We generalize the last theorem below.

Theorem (Conservation of Angular Momentum). If $X$ is a trajectory of the discrete model with central force, the angular momentum, $$H_{n+1}=X_n\times X_{n+1}',$$ is constant. Conversely, if the angular momentum remains constant along each trajectory of a discrete model of order two, the model's force is a central force.

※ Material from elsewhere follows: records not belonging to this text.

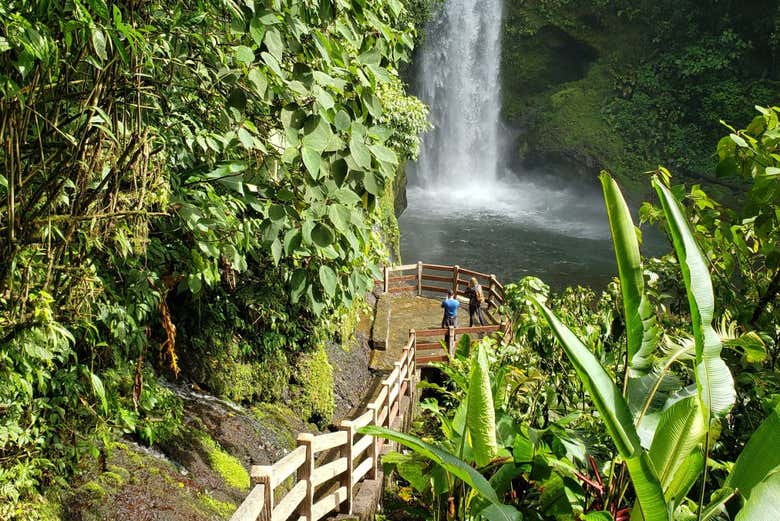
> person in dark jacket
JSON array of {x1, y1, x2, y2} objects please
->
[{"x1": 465, "y1": 277, "x2": 485, "y2": 327}]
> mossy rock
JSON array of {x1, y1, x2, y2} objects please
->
[
  {"x1": 184, "y1": 333, "x2": 291, "y2": 404},
  {"x1": 195, "y1": 431, "x2": 250, "y2": 491},
  {"x1": 290, "y1": 343, "x2": 335, "y2": 427},
  {"x1": 60, "y1": 440, "x2": 230, "y2": 521}
]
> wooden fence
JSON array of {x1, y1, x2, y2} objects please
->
[
  {"x1": 231, "y1": 332, "x2": 417, "y2": 521},
  {"x1": 380, "y1": 262, "x2": 505, "y2": 324},
  {"x1": 379, "y1": 263, "x2": 508, "y2": 366},
  {"x1": 231, "y1": 263, "x2": 509, "y2": 520}
]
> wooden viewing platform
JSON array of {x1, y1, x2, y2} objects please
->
[{"x1": 230, "y1": 263, "x2": 508, "y2": 521}]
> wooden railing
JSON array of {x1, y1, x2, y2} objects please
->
[
  {"x1": 231, "y1": 263, "x2": 509, "y2": 520},
  {"x1": 414, "y1": 323, "x2": 509, "y2": 365},
  {"x1": 380, "y1": 262, "x2": 505, "y2": 322},
  {"x1": 231, "y1": 332, "x2": 417, "y2": 521},
  {"x1": 379, "y1": 263, "x2": 508, "y2": 366}
]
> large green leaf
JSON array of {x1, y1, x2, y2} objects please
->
[
  {"x1": 725, "y1": 402, "x2": 780, "y2": 502},
  {"x1": 318, "y1": 265, "x2": 337, "y2": 298},
  {"x1": 653, "y1": 178, "x2": 735, "y2": 420},
  {"x1": 599, "y1": 172, "x2": 657, "y2": 373},
  {"x1": 734, "y1": 471, "x2": 780, "y2": 521},
  {"x1": 647, "y1": 396, "x2": 705, "y2": 500},
  {"x1": 535, "y1": 300, "x2": 667, "y2": 521},
  {"x1": 536, "y1": 301, "x2": 640, "y2": 457},
  {"x1": 466, "y1": 342, "x2": 498, "y2": 467},
  {"x1": 360, "y1": 426, "x2": 520, "y2": 520}
]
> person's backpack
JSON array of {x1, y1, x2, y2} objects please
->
[{"x1": 476, "y1": 285, "x2": 485, "y2": 304}]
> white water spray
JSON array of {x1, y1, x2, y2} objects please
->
[{"x1": 411, "y1": 0, "x2": 504, "y2": 195}]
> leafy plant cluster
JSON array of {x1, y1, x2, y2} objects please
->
[
  {"x1": 502, "y1": 0, "x2": 779, "y2": 185},
  {"x1": 367, "y1": 107, "x2": 780, "y2": 520},
  {"x1": 0, "y1": 0, "x2": 430, "y2": 515}
]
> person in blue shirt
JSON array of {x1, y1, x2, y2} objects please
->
[{"x1": 441, "y1": 289, "x2": 460, "y2": 345}]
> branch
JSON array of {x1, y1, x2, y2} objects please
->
[{"x1": 30, "y1": 210, "x2": 169, "y2": 225}]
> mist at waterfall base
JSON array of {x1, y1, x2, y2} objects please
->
[{"x1": 399, "y1": 170, "x2": 645, "y2": 289}]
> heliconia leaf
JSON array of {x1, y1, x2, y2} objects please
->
[
  {"x1": 466, "y1": 342, "x2": 497, "y2": 467},
  {"x1": 359, "y1": 426, "x2": 520, "y2": 521},
  {"x1": 535, "y1": 300, "x2": 667, "y2": 521},
  {"x1": 536, "y1": 300, "x2": 640, "y2": 457},
  {"x1": 653, "y1": 178, "x2": 735, "y2": 421},
  {"x1": 725, "y1": 402, "x2": 780, "y2": 502},
  {"x1": 648, "y1": 396, "x2": 705, "y2": 500},
  {"x1": 600, "y1": 172, "x2": 653, "y2": 371},
  {"x1": 734, "y1": 471, "x2": 780, "y2": 521}
]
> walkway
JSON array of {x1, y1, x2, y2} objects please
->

Proof. The proof follows the last one. For the model: $$X_{n+1}' '=f(X_n),$$ where $f$ is some function, we have $$X_n=X_{n-1}+ X_{n}'\Delta t $$ and $$X_{n+1}'=X_n'+X_n' ' \Delta t=X_n'+f(X_n)\Delta t.$$ We substitute the first into the following: $$\begin{array}{ll} H_{n}&=X_{n-1}\times X_{n}' \\ &=(X_n-X_n'\Delta t)\times X_{n}' \\ &=X_n\times X_{n}'-X_n'\Delta t\times X_{n}' \\ &=X_n\times X_{n}'. \end{array}$$ We substitute the second into the following: $$\begin{array}{ll} H_{n+1}&=X_n\times X_{n+1}' \\ &=X_n\times (X_n'+f(X_n)\Delta t) \\ &=X_n\times X_n'+X_n\times f(X_n)\Delta t . \end{array}$$ Therefore, $$H_{n+1}=H_n\ \Longleftrightarrow\ X_n\times f(X_n) =0\ \Longleftrightarrow\ X_n\ ||\ f(X_n).$$ $\blacksquare$